In order to correct David Hume and to put philosophy back on track, Kant proposed space and time as conditions that are both universal and necessary. The universal and necessary conditions of Space and Time give us objects. Space and Time are a priori conditions, they preexist thought and make thought possible. Space and Time are perceptions of our own minds and do not exist apart form us and are forms of our own perceptive faculty. Space and time are Forms of sensations and these forms are filled with sense data. The objects perceived by us through space and time are not real objects: they are Appearances. Thought is conceptual and non-sense-based concepts—synthetic a priori judgments—are derived, not from experience, but from constructions made by the mind.
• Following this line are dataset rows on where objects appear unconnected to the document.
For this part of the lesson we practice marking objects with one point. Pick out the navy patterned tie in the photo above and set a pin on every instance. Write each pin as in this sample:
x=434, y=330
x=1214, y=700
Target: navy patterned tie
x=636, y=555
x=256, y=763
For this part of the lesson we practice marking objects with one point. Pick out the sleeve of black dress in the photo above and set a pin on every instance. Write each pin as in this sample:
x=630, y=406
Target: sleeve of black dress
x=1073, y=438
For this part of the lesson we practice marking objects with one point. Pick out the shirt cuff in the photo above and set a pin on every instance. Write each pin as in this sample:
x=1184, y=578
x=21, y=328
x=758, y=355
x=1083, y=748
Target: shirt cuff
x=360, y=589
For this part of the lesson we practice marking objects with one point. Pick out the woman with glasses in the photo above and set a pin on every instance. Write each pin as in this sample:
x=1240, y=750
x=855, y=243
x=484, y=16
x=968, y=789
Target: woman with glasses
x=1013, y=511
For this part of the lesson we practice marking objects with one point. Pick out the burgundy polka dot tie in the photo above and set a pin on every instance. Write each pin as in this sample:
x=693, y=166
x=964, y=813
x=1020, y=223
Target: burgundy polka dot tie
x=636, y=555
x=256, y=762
These concepts are the result of formal judgments of Logic. We arrive at these concepts thorough the epistemological operations of the mind, Kant called “categories”, and there were twelve of them. The twelve categories were subjective, and, because they were universal, were necessarily static, and unchanging. However, as Hegel noticed, these categories were not deduced one from another and were therefore arbitrary models made up by Kant in order to show the way the mind worked. If the categories were not Logical, then the Reason-based philosophy of Kant was not on a firm base. And this is the problem Hegel wanted to solve: to build a Logical base for the foundation of the Categories.